Closed KristofferC closed 2 months ago

KristofferC commented 2 months ago

Since this package was written CPUs have in general become faster (at a rate faster than memory can be fetched). The choice of a good default leafsize might therefore be worth reevaluating. Remember that with a large leafsize we have to traverse fewer nodes in the tree while we have to explicitly check more points for the distance. As CPUs gets faster compared to memory it is generally expected that leafsize can be increased.

The checks / benchmarks below are artificial but in lack of real benchmark data it is the best I have.

First, let's look at the number of flops required for a leafsize of 10 vs 25 (here using a BallTree):

julia> using StaticArrays, NearestNeighbors, StableRNGs

julia> using NearestNeighbors: HyperSphere

julia> V = SVector{3, Float64}

julia> data = rand(StableRNG(1), 3, 10^4);

julia> r = 0.01

julia> v = rand(StableRNG(2), 3);

julia> ball = HyperSphere(convert(V, v), convert(eltype(V), r));

julia> using GFlops

julia> x = BallTree(data; leafsize=10); @count_ops NearestNeighbors.inrange_kernel!(x, 1, v, ball, Int[])
Flop Counter: 1464 flop
┌─────┬─────────┐
│     │ Float64 │
├─────┼─────────┤
│ add │     438 │
│ sub │     468 │
│ mul │     558 │
└─────┴─────────┘

julia> x = BallTree(data; leafsize=25); @count_ops NearestNeighbors.inrange_kernel!(x, 1, v, ball, Int[])
Flop Counter: 1475 flop
┌─────┬─────────┐
│     │ Float64 │
├─────┼─────────┤
│ add │     434 │
│ sub │     484 │
│ mul │     557 │
└─────┴─────────┘

So the flops are roughly equal. However, instead of traversing through a bunch of nodes in the leafsize=10 case we instead just blast through and evaluate points (which if the tree is reordered are all laying next to each other in memory):

julia> vs = rand(StableRNG(2), data, 3, 10^3);

julia> x = BallTree(data; leafsize=10); @btime inrange(x, vs, 0.05);
  1.237 ms (2074 allocations: 173.05 KiB)

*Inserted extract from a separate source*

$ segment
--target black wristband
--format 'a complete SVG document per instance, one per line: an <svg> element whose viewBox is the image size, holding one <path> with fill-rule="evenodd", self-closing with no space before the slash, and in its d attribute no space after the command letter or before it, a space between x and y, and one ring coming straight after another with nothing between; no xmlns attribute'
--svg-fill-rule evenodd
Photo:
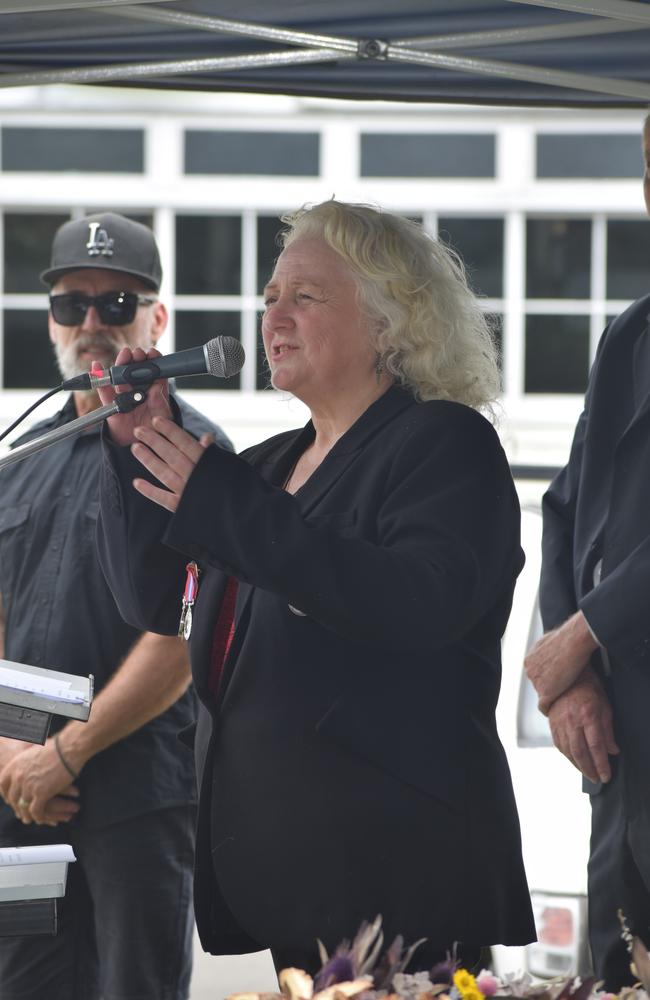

julia> x = BallTree(data; leafsize=25); @btime inrange(x, vs, 0.05);
  975.084 μs (2074 allocations: 173.05 KiB)

The memory occupied by a tree with a larger leaf size is also smaller:

julia> x = BallTree(data; leafsize=25);

julia> Base.summarysize(x) - sizeof(x.data)
105792

julia> x = BallTree(data; leafsize=10);

julia> Base.summarysize(x) - sizeof(x.data)
144192

Also, let's spot check a benchmark for KDTree:

julia> x = KDTree(data; leafsize=10); @btime inrange(x, vs, 0.05);
  532.292 μs (2074 allocations: 173.11 KiB)

julia> x = KDTree(data; leafsize=25); @btime inrange(x, vs, 0.05);
  470.084 μs (2074 allocations: 173.11 KiB)

where the difference is smaller albeit still noticeable.